Providing high quality healthcare in the hill district is Dr. Ravi,
who decided to settle back in Sittilingi after travelling around the
world with his wife (who holds an MSc in Nursing) and their
three-year-old daughter. They have opened up a little training centre
for the health workers at the hospital. A Delhi-based architect and
his wife have decided to move down to Sittilingi to set up and run an
alternative school for the children of the local tribes.

A small community television box provides entertainment, news and
awareness during evening chai sessions with patient attendees and


The community TV that beams awareness and entertainment programs at
the hospital.
The other side of progress

That progress and policy can indeed impact healthcare is visible when
one talks to Dr. Lalitha. When asked about challenges in helping the
people of Sittlingi sustain, Dr. Lalitha spoke of some interesting
developments that inadvertently became obstacles to be sorted out:

The road: A road built to connect Sittlingi with Salem enabled people
to travel easily and get a first hand view of what is happening in
bigger cities. Food habits changed based on what they observed in
other places, which saw a slow increase in health related problems.

Stop millets, grow rice: The farmers used to grow millets, well known
for their nutritional value, around the valley. Government policies,
aimed at the betterment of the poor, started introducing rice at Re. 1
a kilo, and then free rice for the poor. Farmers were encouraged to
grow cash crops to earn more and stop growing millets. The downside?
There ended the track leading to good health.

The push towards instutional delivery: THI doctors encourage
deliveries at the homes of the tribal people, assisted by health
auxiliaries and doctors if and when necessary.
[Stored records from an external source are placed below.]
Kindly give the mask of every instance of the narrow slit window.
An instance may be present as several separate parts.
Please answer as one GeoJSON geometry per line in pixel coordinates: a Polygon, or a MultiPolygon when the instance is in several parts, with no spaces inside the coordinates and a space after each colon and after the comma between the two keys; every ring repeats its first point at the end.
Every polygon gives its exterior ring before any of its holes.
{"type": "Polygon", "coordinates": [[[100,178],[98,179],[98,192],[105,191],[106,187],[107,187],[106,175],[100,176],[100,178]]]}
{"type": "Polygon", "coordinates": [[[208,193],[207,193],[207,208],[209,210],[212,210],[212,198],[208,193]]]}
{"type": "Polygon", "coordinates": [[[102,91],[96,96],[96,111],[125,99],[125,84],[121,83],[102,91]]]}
This ensures good
health of both the mother and the baby after birth, thus reducing the
infant mortality rate. Here again, introduction of incentives by the
Government – Rs. 12000 to the mother if the child is delivered in a
PHC, when the PHCs have poor facilities here and no qualified doctors
or nurses – worsened the problem.

No permanent job: The farmer works 4 months in a year on his farms.
For the remaining 8 months, in the absence of a daily wage or income,
he is forced to migrate to other cities and towns. This has the
fallout of introducing new diseases that farmers tend to catch due to
their travels. For e.g, tuberculosis was unheard of in Sittilingi due
to environmental conditions, until the migration to other places
happened. People came back to the valley with such diseases.

Bags, jewel cases and other accessories made by the Lambani artisan
collective at Sittlingi.
Stemming migration

Porgai, one of the recent THI initiated efforts, translates to pride
in the language of the locals. To address the problems of health due
to migration, the doctors started to think about how to help people
stay back in their villages with a stable daily wage, so that they
wouldn't have go looking for jobs elsewhere 8 months in a year.
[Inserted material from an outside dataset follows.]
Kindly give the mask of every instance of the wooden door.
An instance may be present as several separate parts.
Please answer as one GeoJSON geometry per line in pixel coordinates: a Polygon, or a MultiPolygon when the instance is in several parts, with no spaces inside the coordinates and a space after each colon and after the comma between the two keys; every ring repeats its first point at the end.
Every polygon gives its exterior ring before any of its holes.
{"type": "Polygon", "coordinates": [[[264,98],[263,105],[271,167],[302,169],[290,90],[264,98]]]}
This led to reviving Lambani embroidery among the women that they have
always been conversant with. Dr.Lalitha helped them to be in sync with
the latest trends and colour combinations.

Going back to Swadeshi roots, another unique effort here has been to
encourage the people of Sittilingi to produce their own cotton, which
they use to weave and tailor into kurtas / tops etc; the women then
embroider these tops.

I came away from Sittlingi filled with admiration for the wonderful
work done here as well as a bunch of ideas and perspectives around
development. Sittlingi valley is today an amazing example of how a
system of beliefs, well-intentioned people, and patient, sustained
hard work can support a community that can aspire for a better life
and seek its own solutions to implement it.